Common issues in accounting for Share-based Payments

IFRS news

Providing share-based remuneration to senior employees and directors is a common way to incentivise, or simply “lock-in” key people.  It can also be an effective way for early-stage businesses to minimise cash outflow by using share-based payment to pay other key suppliers.

However, AASB 2 Share-based Payments is a challenging standard to implement, both due to its complexity, and because many entities make such transactions only relatively infrequently, and therefore may not be familiar with the detailed accounting requirements.  A small change in the terms of an agreement can sometimes lead to a significantly different accounting treatment, meaning that it is easy to make inadvertent mistakes in its application.

In this article, Ralph Martin, RSM Australia’s National Technical Director, takes a look at some areas that commonly cause difficulty in accounting for share-based payments.

How much are they worth? shared-based

Payments to Suppliers other than Employees

Share-based payments to employees are initially valued at the grant date and are usually valued using Black Scholes, Monte Carlo, Binomial, or similar methods.  However, a common mistake is to apply these valuation techniques to payments to suppliers other than employees, such as brokers, bankers, suppliers of goods, or service providers.

AASB 2 contains a rebuttable presumption that, for transactions with parties other than employees, the share-based payment shall be valued based on the fair value of the services received, not the fair value of the shares or options issued.
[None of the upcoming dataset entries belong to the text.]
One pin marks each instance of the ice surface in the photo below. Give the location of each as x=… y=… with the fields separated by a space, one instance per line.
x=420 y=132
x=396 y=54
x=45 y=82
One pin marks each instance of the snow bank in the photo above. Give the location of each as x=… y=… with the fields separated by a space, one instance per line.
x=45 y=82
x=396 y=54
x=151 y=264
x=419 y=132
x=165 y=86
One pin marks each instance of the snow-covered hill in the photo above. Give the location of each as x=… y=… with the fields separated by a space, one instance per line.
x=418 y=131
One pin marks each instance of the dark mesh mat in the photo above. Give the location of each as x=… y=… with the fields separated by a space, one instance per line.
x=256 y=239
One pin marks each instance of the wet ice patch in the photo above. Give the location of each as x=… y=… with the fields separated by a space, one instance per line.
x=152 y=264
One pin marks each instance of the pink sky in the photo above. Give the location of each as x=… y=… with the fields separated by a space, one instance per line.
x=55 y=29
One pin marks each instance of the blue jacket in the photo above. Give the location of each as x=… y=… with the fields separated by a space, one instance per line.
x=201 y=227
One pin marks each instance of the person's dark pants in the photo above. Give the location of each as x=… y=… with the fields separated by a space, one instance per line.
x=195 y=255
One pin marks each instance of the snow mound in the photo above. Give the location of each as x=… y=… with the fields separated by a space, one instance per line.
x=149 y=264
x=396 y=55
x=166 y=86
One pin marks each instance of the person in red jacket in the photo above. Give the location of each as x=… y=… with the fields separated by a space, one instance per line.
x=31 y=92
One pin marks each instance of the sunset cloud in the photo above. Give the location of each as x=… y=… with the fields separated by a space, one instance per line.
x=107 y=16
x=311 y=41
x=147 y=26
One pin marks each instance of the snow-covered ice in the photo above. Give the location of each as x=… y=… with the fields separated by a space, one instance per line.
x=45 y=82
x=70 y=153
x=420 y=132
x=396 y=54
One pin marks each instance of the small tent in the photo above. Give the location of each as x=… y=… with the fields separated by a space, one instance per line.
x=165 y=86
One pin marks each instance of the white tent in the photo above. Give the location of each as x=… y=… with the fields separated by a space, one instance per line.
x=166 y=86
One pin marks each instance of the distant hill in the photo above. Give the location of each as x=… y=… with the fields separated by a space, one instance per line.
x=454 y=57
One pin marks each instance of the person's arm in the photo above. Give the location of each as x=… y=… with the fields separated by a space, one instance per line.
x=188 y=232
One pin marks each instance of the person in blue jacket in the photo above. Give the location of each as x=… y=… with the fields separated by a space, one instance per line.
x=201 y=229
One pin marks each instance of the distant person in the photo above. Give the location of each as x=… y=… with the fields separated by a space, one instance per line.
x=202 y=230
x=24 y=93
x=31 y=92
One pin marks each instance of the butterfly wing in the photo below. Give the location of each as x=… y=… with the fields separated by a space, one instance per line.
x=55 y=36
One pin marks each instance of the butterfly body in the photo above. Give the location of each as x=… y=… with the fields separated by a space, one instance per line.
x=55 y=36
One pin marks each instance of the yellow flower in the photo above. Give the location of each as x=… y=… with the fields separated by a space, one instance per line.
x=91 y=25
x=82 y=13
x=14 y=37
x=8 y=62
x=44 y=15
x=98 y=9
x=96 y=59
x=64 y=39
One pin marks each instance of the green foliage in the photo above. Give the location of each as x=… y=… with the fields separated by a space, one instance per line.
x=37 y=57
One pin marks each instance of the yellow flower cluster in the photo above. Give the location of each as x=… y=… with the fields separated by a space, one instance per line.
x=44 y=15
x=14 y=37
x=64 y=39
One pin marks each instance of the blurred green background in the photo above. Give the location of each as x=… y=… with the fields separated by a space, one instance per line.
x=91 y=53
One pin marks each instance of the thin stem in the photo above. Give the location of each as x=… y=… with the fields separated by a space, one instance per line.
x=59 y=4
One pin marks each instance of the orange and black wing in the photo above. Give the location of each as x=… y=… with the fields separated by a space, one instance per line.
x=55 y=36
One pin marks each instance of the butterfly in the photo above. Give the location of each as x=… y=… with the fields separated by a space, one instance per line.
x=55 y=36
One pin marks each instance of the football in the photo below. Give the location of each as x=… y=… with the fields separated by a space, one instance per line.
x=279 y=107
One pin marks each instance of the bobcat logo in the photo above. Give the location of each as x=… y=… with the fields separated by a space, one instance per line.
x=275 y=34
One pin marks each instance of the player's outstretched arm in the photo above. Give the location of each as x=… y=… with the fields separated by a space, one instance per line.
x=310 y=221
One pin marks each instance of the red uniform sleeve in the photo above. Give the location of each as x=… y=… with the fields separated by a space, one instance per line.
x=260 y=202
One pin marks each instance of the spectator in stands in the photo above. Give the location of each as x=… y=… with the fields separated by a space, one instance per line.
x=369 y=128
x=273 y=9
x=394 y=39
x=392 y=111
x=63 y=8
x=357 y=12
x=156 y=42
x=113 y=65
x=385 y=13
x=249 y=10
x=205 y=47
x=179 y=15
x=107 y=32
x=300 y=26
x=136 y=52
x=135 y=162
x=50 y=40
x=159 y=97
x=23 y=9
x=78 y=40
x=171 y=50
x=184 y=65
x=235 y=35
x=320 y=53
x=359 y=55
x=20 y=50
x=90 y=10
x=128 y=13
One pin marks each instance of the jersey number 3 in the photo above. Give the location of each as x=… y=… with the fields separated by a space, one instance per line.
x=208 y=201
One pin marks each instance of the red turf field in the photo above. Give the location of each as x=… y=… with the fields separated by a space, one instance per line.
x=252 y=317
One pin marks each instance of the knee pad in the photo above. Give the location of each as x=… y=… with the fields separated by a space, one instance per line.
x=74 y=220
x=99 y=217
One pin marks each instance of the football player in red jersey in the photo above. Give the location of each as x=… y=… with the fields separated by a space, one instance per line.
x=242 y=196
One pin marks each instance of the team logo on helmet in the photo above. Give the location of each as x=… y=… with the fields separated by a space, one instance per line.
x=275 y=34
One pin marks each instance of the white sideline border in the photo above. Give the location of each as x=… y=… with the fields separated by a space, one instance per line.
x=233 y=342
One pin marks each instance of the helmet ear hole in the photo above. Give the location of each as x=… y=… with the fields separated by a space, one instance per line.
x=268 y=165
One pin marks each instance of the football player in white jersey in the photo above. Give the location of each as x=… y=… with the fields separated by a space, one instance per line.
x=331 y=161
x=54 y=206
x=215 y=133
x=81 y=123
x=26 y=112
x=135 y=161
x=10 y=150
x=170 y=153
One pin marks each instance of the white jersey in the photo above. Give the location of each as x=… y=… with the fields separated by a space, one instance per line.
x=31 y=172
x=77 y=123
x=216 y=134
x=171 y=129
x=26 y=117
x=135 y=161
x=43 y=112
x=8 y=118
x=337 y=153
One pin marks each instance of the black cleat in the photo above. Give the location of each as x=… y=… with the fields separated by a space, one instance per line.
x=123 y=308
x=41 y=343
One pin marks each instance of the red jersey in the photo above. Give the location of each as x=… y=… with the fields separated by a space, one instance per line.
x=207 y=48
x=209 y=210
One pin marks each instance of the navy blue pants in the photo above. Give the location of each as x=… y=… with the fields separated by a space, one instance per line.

It is only where the fair value of the goods received cannot be reliably determined that the fair value of the equity instruments issued should be used. 

So, where you have share-based payments with non-employees, such as professional advisers, don’t immediately reach for your Black Scholes calculator or other valuation methods.  It may not be the right way to determine what expense you should recognise.  Where the supplier also supplies the same or similar goods or services for a cash price, then this would represent the fair value that should be recognised as an expense.